Nous faisons ici le lien avec la question qui compte pour votre portefeuille. L'argument le plus répété pour justifier les valorisations du secteur technologique est : "ce n'est pas la bulle internet, car cette fois il y a de vrais profits". Et c'est vrai — mais seulement en partie. Il vaut la peine de regarder d'où viennent ces profits.

Une énorme partie provient des dépenses d'investissement (capex) des géants de la tech. Microsoft, Amazon, Google et Meta prévoient d'investir plus de 600 milliards de dollars dans l'infrastructure IA en 2026, contre environ 380 milliards de dollars en 2025. Pour mettre les choses en perspective : c'est un montant comparable au PIB de l'Argentine, dépensé en une seule année, principalement dans des centres de données et des puces.
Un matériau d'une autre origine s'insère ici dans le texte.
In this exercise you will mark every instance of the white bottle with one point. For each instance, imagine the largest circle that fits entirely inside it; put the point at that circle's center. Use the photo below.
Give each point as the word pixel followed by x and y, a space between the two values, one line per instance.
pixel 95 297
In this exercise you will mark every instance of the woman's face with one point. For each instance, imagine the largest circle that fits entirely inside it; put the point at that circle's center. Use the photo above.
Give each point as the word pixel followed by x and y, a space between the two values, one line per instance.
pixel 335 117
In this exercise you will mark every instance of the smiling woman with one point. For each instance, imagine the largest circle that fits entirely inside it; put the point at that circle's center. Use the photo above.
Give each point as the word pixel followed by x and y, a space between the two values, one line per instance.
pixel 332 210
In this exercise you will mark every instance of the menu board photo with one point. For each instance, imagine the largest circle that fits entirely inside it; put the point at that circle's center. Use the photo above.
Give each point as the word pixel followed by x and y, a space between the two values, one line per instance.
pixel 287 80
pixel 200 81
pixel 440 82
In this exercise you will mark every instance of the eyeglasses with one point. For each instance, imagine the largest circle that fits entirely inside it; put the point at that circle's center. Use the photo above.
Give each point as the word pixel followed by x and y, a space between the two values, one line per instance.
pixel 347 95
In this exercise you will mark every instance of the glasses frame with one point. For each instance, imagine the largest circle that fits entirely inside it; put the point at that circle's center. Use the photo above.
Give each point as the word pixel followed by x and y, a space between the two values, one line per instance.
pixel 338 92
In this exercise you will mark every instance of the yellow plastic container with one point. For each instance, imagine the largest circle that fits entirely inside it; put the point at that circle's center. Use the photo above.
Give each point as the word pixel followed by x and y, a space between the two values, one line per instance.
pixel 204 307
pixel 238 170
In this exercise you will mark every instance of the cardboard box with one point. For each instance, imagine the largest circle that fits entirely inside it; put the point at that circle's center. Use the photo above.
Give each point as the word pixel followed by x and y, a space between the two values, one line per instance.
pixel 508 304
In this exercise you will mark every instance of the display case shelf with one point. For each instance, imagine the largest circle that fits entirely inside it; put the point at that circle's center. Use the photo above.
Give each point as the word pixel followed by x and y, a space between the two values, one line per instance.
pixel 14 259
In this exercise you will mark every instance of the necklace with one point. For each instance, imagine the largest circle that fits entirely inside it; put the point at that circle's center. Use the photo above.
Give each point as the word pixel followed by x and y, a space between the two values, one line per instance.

Et il y a un deuxième détail : une grande partie de cet argent circule en circuit fermé. NVIDIA s'engage dans des investissements de centaines de millions de dollars dans OpenAI ; OpenAI signe des contrats avec Oracle pour utiliser ses centres de données ; et Oracle, à son tour, remplit ces centres de données avec des puces NVIDIA. Le même argent tourne entre les mêmes acteurs, et à chaque tour, il est enregistré comme le revenu de quelqu'un. Dans le jargon, on appelle cela "l'économie circulaire de l'IA", et de plus en plus d'analystes se demandent ce qui se passe si un maillon de cette chaîne est coupé.

Le problème n'est pas que les bénéfices soient faux. C'est qu'ils dépendent du fait que les géants continuent à dépenser à ce rythme. Et nous en arrivons ici à ce que nous avons vu plus haut : ces dépenses sont justifiées par l'attente que l'IA va tout transformer. Si les limites montrées par ces expériences — brillante pour traiter l'information, faible pour le jugement — se consolident dans la perception du marché, les conseils d'administration de ces entreprises subiront des pressions de la part de leurs actionnaires pour modérer leurs capex. Et si les capex se modèrent, la chaîne de revenus qui soutient aujourd'hui les valorisations du secteur s'affaiblira rapidement.

Que faire avec cela ?

Trois idées concrètes. Premièrement, si vous avez une grande partie de votre portefeuille concentrée dans la tech américaine — et si vous investissez dans le S&P 500, c'est le cas, car une poignée d'entreprises expliquent une énorme part de l'indice — c'est le bon moment pour revoir cette concentration.

Deuxièmement, l'indicateur à suivre n'est pas le prix de NVIDIA : ce sont les "prévisions de capex" de Microsoft, Amazon, Google et Meta lors de chaque présentation de résultats. Le jour où l'un d'eux modère ses plans d'investissement, le marché lira le message instantanément. C'est la donnée qui anticipe le changement de cycle, pas celle qui le confirme.

Troisièmement, méfiez-vous de tout produit qui vous promet des rendements automatiques avec l'IA. Si les modèles les plus avancés de la planète, avec des équipes de recherche de premier plan derrière eux, perdent de l'argent en opérant seuls, le bot qu'ils vous vendent sur Telegram ne fera pas exception. La technologie peut être un excellent outil pour traiter l'information — le jugement, pour l'instant, est toujours assuré par vous ou un professionnel.

En conclusion, l'expérience appliquée au domaine du trading est un exemple concret de quelque chose de plus en plus évident : les limites de l'intelligence artificielle. Ceux d'entre nous qui l'utilisent quotidiennement remarquent qu'il lui manque ce "jugement" et cette "créativité" que les humains possèdent pour toute tâche impliquant une pensée critique.

La révolution technologique est réelle, et de nombreuses tâches effectuées manuellement aujourd'hui seront automatisées.

Mais peut-être, après tout, le jour où l'IA nous remplacera tous est-il plus lointain que nous ne le pensons. Et l'important est que le marché n'intègre pas ce scénario.